Bote

Faz algum tempo que passei a voar rotineiramente num novo ambiente, o qual, a despeito do pouco tempo de convivência, tornou-se meu lar, comungando minhas intimidades e deixando minha espontaneidade extravasar, sem medos ou receios do julgamento alheio. Crédulo, acreditei, e com isso, baixei a guarda, permitindo que eu me tornasse um com o entorno, admitindo que, afinal, estamos todos no mesmo barco. Assim, desconsiderei o mal.

Continuei voando para lá e para cá, sem qualquer hesitação, achando que seria bem-vindo onde quer que estivesse. Área reconhecida, confiança dada. Nesta rede de proteção, um ajudaria o outro e a cooperação reinaria – foi o que pensei. Compassivamente, busquei inserir-me neste sistema mutualista, tirando proveito da situação na mesma medida em que a provia com minha contribuição. Logo, por inúmeras vezes, dividi os frutos do meu trabalho com os demais, aventurando-me por aí a fim de nutrir o bando em sua totalidade. Nem desconfiei que a recíproca, talvez, não fosse verdade.

Aos poucos comecei a notar finas linhas formadas entre as extremidades, as quais foram se avolumando com o tempo.

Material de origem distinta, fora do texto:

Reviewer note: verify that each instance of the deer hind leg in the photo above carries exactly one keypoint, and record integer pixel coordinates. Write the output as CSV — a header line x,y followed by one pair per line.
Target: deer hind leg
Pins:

Dado o meu desconhecimento, segui sem maiores preocupações, zunindo contente de um lado ao outro, focado estritamente em seguir o plano delineado. Um por todos e todos por um, eis a máxima que tinha ao meu lado, símbolo do desejo de união e companheirismo que carrego em meu peito, fundamento de cada momento de interação e ação em prol do grupo. Embriagado de sentimentos nobres, sequer dei atenção aos alertas dos mais calejados quanto às armadilhas presentes no ambiente, e continuei batendo minhas asas com toda a leveza e distração de quem não desconfia de nada.

Pois é, lembra das finas linhas? Descobri tarde demais que eram parte de uma imensa teia de aranha, tecida bem aos meus olhos para capturar insetos tolos iguais a mim, que a ela se grudam e jamais saem – vivos. Tudo sempre esteve aí, portanto não posso culpar os outros; a responsabilidade pelo erro foi minha. Fechei os olhos ao perigo e vivi como se estivesse num mundo de fantasias, ao que sucumbi às garras aracnídeas, capazes de me intoxicar e injetar seu doce veneno em minhas veias.

Fim da história? Felizmente, não. Ainda estou sob efeito da secreção venenosa da aranha, habitante temporária do meu organismo, mas são e salvo. O mal-estar ainda me consome, consequência do ocorrido, não obstante esteja vivo – e isso significa muito. Mais ainda, o modo pelo qual me livrei desta cilada: ajuda de outros insetos. Foram eles que, ao perceberem a investida do animal peçonhento sob mim, desfizeram os nós da teia e permitiram com que eu me desvencilhasse dela. Não foi o suficiente para sair ileso, mas só posso demonstrar gratidão profunda pela solidariedade deles, empecilho a um resultado mais gravoso.

Bom, agora conheço o ambiente em que habito. Não pretendo sair dele, mas certamente assumirei outra postura daqui pra frente. Frustro-me ao inserir a hesitação e o cuidado ao meu cotidiano, muito embora entenda que são necessários. A aranha continua lá, pronta para abocanhar o próximo ser pueril a pousar em sua teia, o que espero não deixar acontecer. Se depender de mim, ela morrerá por inanição. De qualquer modo, imperioso o afastamento, bem como a observação distante e atenta das atitudes deste aracnídeo, vigiando cuidadosamente sua rede de destruição e policiando-me para não me tornar tal qual o ser vigiado.

Ademais, o sistema mutualista continua, baseado nos ideais de cooperação e assistência mútua, com todos velejando no mesmo barco. A única diferença é que, a partir de agora, um tripulante foi jogado em alto-mar, deixado ao relento para não contaminar os outros com seu veneno. Viagem que segue!